Volleyball player competes through injury


Photo by Haley Johnston

Communications junior Chantel McMillan warms up with the Dreyfoos team for their home game against Forest Hill High School on Sept. 8. McMillan has had to work against a torn ligament in her hand this season but will not let the injury stop her from competing with her team.

Since the age of nine, communications junior Chantel McMillan has devoted hours of her free time to volleyball both inside and outside of school. After seven years as a competitor, McMillan faces a torn ligament in her hand that pushes her to rise above her limits.

“I used to play a lot of sports when I was younger, and I was pretty athletic,” McMillan said. “Then I found volleyball. I fell in love with it and stuck with it and I am hoping to play in college. I want to continue to play in the future [and] my dream would be to play for the University of Hawaii for beach volleyball.”

Just after the start of her third season of volleyball at Dreyfoos, McMillan fell on her arm during a practice and now deals with the issue of a torn ligament in her hand. The injury could prove to be a possible setback to her performance level on the team. Despite the severity of the injury, McMillan decided to persevere through the pain and allowed her competitive nature to will her to participate in the season.

“I am going to play through the season with [the injury] because I hate not playing and not being a part of [each game,]” McMillan said.

The injury occurred after a long summer of playing beach volleyball. In beach volleyball, aspects and techniques vary greatly from indoor volleyball. For example, the players dive differently to hit the ball and are more reckless in their aggressiveness. In the transition back to indoor volleyball, McMillan dove like she would have on the beach, and the end result was a tear to her ligament.

“In indoor [volleyball], you have to dive a certain way and then roll over,” McMillan said. “I didn’t do that and that’s when I tore a ligament in my hand.”

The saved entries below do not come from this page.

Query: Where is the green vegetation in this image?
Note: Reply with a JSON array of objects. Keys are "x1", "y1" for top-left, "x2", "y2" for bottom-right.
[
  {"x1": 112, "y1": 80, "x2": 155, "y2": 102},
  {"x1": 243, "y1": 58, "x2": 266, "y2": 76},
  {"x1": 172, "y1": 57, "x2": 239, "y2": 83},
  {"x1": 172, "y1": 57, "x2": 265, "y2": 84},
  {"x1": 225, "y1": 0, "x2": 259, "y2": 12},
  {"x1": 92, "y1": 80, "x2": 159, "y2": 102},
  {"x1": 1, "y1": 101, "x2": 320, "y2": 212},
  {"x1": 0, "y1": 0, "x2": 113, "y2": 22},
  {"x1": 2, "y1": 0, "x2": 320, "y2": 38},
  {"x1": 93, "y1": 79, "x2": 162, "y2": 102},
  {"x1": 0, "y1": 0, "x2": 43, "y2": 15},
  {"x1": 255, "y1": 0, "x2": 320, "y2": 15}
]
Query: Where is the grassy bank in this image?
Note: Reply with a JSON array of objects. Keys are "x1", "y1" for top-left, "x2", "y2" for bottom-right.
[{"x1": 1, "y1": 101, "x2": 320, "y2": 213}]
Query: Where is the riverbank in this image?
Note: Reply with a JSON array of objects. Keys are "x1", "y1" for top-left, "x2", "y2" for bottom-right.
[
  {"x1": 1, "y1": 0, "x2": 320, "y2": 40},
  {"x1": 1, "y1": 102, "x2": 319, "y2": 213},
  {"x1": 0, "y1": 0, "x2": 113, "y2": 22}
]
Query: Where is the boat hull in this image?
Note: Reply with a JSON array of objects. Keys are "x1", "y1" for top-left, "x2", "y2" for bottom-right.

As she works towards her dream, McMillan will not let her injury become a major setback. Despite the pain she may face, McMillan’s competitive nature will help her overcome any difficulties that stand in her way. As a setter on the team, it will provide as an obstacle because she has to use her hands, but McMillan plans on making it through the season without letting it bother her.

“[My injury] will definitely hurt when I play because with ligaments, although they heal, you still always feel it,” McMillan said. “I wouldn’t see it as an obstacle though because I am always telling myself to keep going.I try to make things go by faster by working through my injury, and I will hopefully be better soon.”